ווי צו רעדן צו קינדער אַזוי זיי פילן ליב געהאט

Building trusting relationships with children is a worthwhile goal for parents. We will have to recognize the child’s right to negative emotions and learn how to adequately respond to crying and even tantrums. Psychologist Seana Tomaini has compiled a list of five messages that you should definitely pass on to your children.

When I first saw my daughter, I thought, «I don’t recognize you.» She was not like me in appearance and, as it soon became clear, behaved quite differently too. As my parents said, as a child I was a calm child. My daughter was different. She would cry all night long as my husband and I tried unsuccessfully to calm her down. Then we were too exhausted to realize the main thing — with her cry, the daughter let us know that she was a separate, independent person.

Our interaction with children determines the way they interact with the outside world in the future. That is why it is important to explain to children that we love them for who they are. We must help them learn to trust adults, manage their emotions, and treat others with compassion. Confidential conversations will help us with this. Topics may change as children grow, but there are five main messages that are important to repeat over and over.

1. You are loved for who you are and who you will become.

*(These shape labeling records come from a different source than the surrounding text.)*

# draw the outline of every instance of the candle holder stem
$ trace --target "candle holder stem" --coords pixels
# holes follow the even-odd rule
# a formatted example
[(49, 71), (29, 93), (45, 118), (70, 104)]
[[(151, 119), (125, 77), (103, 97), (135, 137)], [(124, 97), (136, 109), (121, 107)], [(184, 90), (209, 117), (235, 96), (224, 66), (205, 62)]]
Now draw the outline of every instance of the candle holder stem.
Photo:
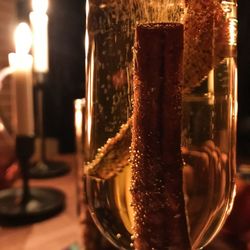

«I don’t like it when you fight with your brother, but I still love you.» “You used to love this song, but now you don’t like it. It’s so interesting to see how you and your preferences change over the years!

Letting your children know that you love them for who they are and who they will become in the future builds trust and forms a secure attachment. Build relationships based on joint activities, do together what the children want to do. Pay attention to their hobbies and interests. When you’re with your kids, don’t be distracted by work, household chores, or the phone. It is important to show children that you are completely focused on them.

Children who have built secure attachment relationships with their parents tend to have higher self-esteem and stronger self-control. They tend to show empathy and compassion. They have developed critical thinking skills and more noticeable academic success compared to children who have not built such relationships with their parents.

2. Your feelings help your parents understand what you need.

“I hear that you are crying and I am trying to understand what you are asking for at the moment. I’ll try to hold you in a different way. Let’s see if that helps.» “When I want to sleep, I become very capricious. Maybe now you want to sleep too?

It’s nice to be around kids when they’re in a good mood, easy to get along with, and fun to be around. But children, like adults, experience unpleasant feelings: sadness, disappointment, despair, anger, fear. Often children express these feelings through crying, tantrums, and naughty behavior. Pay attention to children’s emotions. This will show that you care about their feelings and that they can count on you.

If childhood emotions baffle you, ask yourself the following questions:

  • Are my expectations for children realistic?
  • Have I taught the children the necessary skills?
  • What skills do they need to practice more?
  • How do children’s feelings affect them right now? Maybe they are too tired or distressed to think clearly?
  • How do my feelings affect how I react to children?

3. There are different ways to express feelings.

“It’s okay to get upset, but I don’t like it when you scream. You can just say, «I’m upset.» You can express your feelings by stamping your foot or clutching a pillow instead of screaming.»

“Sometimes in moments of sadness, I want to tell someone about my feelings and hug. And sometimes I just need to be alone in silence. What do you think can help you now?”

For babies, crying and screaming is the only way to express negative feelings. But we do not want older children to express feelings in this way. As their brain develops and their vocabulary grows, they gain the ability to choose how they express their emotions.

Talk to your child about the rules for expressing emotions in your family. How can children and adults express emerging emotions? Use art books to show your child that everyone has feelings. Reading together provides an opportunity to talk about the difficult feelings that different characters face and practice problem solving without becoming emotionally involved in the situation.